3

I have a 9TB XFS partition consisting of four 3TB disks in a RAID-5 array with a chunk size of 256KB, using MDADM.

When I created the partition, the optimal stripe unit and width values (64 and 192 blocks) were detected and set automatically, which xfs_info confirms:

# xfs_info /dev/md3
meta-data=/dev/md3               isize=256    agcount=32, agsize=68675072 blks
         =                       sectsz=512   attr=2
data     =                       bsize=4096   blocks=2197600704, imaxpct=5
         =                       sunit=64     swidth=192 blks
naming   =version 2              bsize=4096   ascii-ci=0
log      =internal               bsize=4096   blocks=521728, version=2
         =                       sectsz=512   sunit=64 blks, lazy-count=1
realtime =none                   extsz=4096   blocks=0, rtextents=0

However, I was experiencing slow transfer speeds, and while investigating I noticed that unless I specifically mount the partition with -o sunit=64,swidth=192, the stripe unit is always set to 512 and the width at 1536. For instance:

# umount /dev/md3
# mount -t xfs -o rw,inode64 /dev/md3 /data
# grep xfs /proc/mounts
/dev/md3 /data xfs rw,relatime,attr2,delaylog,inode64,logbsize=256k,sunit=512,swidth=1536,noquota 0 0

Is this intended behavior? I suppose that I could just start mounting it with sunit=64,swidth=192 every time, but wouldn't that make the current data (which was written while mounted with sunit=512,swidth=1536) misaligned?

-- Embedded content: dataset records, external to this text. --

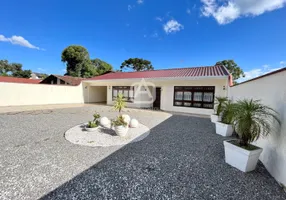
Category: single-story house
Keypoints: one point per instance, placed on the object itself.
(62, 80)
(190, 90)
(36, 75)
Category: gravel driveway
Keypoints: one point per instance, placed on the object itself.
(182, 158)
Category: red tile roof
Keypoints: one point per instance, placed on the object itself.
(9, 79)
(209, 71)
(70, 79)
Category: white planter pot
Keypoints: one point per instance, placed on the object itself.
(126, 118)
(90, 129)
(223, 129)
(121, 130)
(242, 159)
(215, 118)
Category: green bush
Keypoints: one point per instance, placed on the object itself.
(92, 124)
(119, 121)
(252, 119)
(228, 112)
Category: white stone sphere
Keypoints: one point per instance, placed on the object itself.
(104, 121)
(126, 118)
(134, 123)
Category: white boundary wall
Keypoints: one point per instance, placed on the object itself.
(16, 94)
(272, 92)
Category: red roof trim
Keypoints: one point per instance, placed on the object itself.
(208, 71)
(8, 79)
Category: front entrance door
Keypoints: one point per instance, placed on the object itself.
(157, 102)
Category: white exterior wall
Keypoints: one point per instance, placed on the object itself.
(15, 94)
(167, 92)
(97, 94)
(272, 91)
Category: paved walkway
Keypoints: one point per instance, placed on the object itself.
(182, 158)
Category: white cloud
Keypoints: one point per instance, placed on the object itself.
(159, 19)
(140, 1)
(257, 72)
(226, 11)
(19, 40)
(172, 26)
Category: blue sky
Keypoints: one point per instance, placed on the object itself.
(169, 33)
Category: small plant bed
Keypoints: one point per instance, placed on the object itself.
(104, 137)
(249, 147)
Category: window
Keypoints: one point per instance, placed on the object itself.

The operating system is Debian Wheezy with kernel 3.2.51. All four harddisks are advanced format disks (smartctl says 512 bytes logical, 4096 bytes physical). The fact that the values are multiplied by 8 makes me wonder if this has anything to do with the issue, seeing that it matches the multiplication factor between 512 and 4096 sector size disks.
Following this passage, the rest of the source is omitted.